カリフォルニアのインストバンドの2nd収録の曲なんですが、圧倒的な演奏力でキメキメなマスロックな感じで突進しつつも、カリフォルニアらしい爽快感と言いましょうか、ビーチ/サーフミュージック的な抜けの良いオーガニック/ストリートなエッセンスをJAZZやフュージョンも織り込んだ超絶なテクニックでスリリングかつグルーヴィンに聞かせる、今まで居そうで居なかったバランス感覚と表現力が痛快でよく聴きました。いわゆる国内盤のCDも出ていないし、日本でプロモーションする人も居ないはずなのに、来日ライブは盛況だったんで、凄い音楽はちゃんと広がるんだなと勇気付けられたバンドでもあります。

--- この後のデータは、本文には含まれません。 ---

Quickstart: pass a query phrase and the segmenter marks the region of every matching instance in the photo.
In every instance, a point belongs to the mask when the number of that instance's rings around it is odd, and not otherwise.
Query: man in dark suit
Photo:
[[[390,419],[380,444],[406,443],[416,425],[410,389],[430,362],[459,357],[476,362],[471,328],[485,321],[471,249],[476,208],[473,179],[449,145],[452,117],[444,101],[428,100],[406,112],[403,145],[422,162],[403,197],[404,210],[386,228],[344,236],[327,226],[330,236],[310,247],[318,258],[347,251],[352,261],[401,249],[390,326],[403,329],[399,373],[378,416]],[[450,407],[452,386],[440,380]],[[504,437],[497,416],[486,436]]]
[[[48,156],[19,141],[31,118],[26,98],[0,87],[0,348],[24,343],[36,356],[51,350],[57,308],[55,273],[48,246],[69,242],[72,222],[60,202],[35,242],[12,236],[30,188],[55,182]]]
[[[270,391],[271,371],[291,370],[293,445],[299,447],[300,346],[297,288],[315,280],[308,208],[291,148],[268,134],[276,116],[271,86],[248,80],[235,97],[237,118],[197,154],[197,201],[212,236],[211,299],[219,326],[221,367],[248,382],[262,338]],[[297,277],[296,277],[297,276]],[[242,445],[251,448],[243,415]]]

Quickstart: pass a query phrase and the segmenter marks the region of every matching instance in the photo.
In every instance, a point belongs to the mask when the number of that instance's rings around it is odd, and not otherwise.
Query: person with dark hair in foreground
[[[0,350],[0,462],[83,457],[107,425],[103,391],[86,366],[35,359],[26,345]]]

#8. SUMMIT - Theme Song feat. RIKKI,MARIA,DyyPRIDE, in-d,OMSB,BIM, JUMA,PUNPEE ,GAPPER,USOWA

SIMI LABからRIKKI、MARIA、DyyPRIDE、OMSB、JUMA、USOWA、THE OTOGIBANASHI'Sからin-dとBIM、PSGからPUNPEEとGAPPERという、総勢10人の〈SUMMIT〉所属メンバーが集結してマイクリレーするHIP HOPアンセム! OMSBプロデュースによるオールドスクール感のあるグルーヴィンでバウンシなファンキーなディスコトラックに乗せて、個性のあるラッパーたちがリズミカルに言葉を重ねていく、わかりやすいHIP HOPアンセムって感じで最高です。それぞれの経歴に詳しくなくても楽しいなと思った曲です。揺れますね。

#9. VANT – PARKING LOT

ロンドンの4人組のデビューアルバムから先行でシングルカットされた曲。シンプルすぎる。そしてキャッチーすぎて、初めて聴いた瞬間から知ってる曲、歌える曲かの錯覚を覚えさせてくれる超キラーチューン!グランジ直球のラフでラウドなサウンドと、シンプルなギターリフにキャッチーすぎるメロディをど真ん中にぶつけてくる楽曲で、まったくもってこの時代に沿ってないですが、NIRVANAが出てきて、THE VINESが鳴らしていたあの感じの次を感じてひたすらに痛快です。そういえば最近こういう直球のギターロックバンドいないな~?となんか時代を感じさせてもくれます。

#10. アウトレイジ - Hysteric Creatures

2017年にデビュー30周年という超絶なキャリアを誇る日本のヘヴィ/スラッシュシーンを代表するバンドの最新作『Raging Out』に収録されている曲なのですが。このアルバムには完全にブッ飛ばされたわけで、その中でもこの曲の突進力、破壊力にスカッとさせられました。アルバム全体がこのキャリアにおいて信じられないほどに、初期衝動全開とも言える攻めまくりなアグレッシブな内容なのですが、それを象徴するかの曲。現在のパンクシーンでモッシュもダイブもするキッズから往年のメタルファンおじさんまでも唸らせる類稀な存在だと思うのです。OUTRAGEって。そうSLAYERやMETALLICAと一緒。